Jan van Hemessen
Christ Carrying the Cross, 1553, Oil on panel, 111 x 98 cm, Keresztény Múzeum (Christian Museum), Esztergom; Photo: A. Mudrak, Courtesy Christian Museum, Esztergom
The Son of Man Will Also Be Ashamed
Commentary by Gesa Elsbeth Thiessen
Jan van Hemessen’s Christ Carrying the Cross focusses on the figure of Christ who fills the panel and is represented so near to the picture plane that he seems almost in the beholder’s space. His face is a study in innocent suffering, with its strong expression of tearful sorrow.

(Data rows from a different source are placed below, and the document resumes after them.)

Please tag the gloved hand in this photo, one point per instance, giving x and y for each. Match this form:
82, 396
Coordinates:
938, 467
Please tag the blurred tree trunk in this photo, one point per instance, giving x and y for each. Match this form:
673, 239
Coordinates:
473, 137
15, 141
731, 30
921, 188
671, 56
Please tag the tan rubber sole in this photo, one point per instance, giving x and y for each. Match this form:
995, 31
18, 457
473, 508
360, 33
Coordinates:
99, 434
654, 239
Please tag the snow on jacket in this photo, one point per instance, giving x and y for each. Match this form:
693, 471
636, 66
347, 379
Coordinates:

His eyes look directly at the viewer—we are immediately drawn to them—yet at the same time the painting communicates the intense impression of his aloneness.
Christ’s face contrasts utterly with those of the gloating mob who press around him. The mocking figures on the right—reminiscent of Quinten Metsys’s grotesques—seem to have no compassion, no understanding whatsoever, of the person they are torturing through their ridicule, contempt, and cruelty. One of them ominously holds the end of a rope slung around Jesus’s neck; he is—literally—bound to die. These mockers seem to epitomize the shameful ‘adulterous and sinful generation’ of whom the Son, too, will be ashamed (Mark 8:38). On the left of Christ, just visible, are the swarthy soldiers whose spears add to the torment and violence of the scene. Jesus is surrounded by men of evil action.

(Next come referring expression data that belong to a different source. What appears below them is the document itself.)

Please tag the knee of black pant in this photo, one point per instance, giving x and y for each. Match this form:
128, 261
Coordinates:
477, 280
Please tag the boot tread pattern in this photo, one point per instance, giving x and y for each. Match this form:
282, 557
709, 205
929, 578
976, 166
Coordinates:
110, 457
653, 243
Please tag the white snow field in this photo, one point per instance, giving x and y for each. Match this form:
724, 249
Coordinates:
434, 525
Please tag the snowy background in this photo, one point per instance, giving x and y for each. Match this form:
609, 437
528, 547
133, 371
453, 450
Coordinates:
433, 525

The expressive portrayal of Jesus here is very much in the tradition of the Schmerzensmann (‘Man of Sorrows’), with Italian origins in the influential image-type known as the imago pietatis. Hemessen’s Schmerzensmann shares with this wider tradition an emphasis on how Jesus was ‘despised and rejected’ (Isaiah 53:3)—an emphasis taken to an extreme in Northern art forty years earlier in Matthias Grünewald’s Crucifixion panel for the Isenheim altarpiece (1512–16). In Grünewald’s stark rendering of Jesus’s horrific death, just as in Hemessen’s agonized Man of Sorrows, we are confronted by Jesus as he takes on the sin of the world for our redemption.
Yet, as co-sufferer, he is also one with whom we may identify in our own suffering and in this, perhaps, find comfort.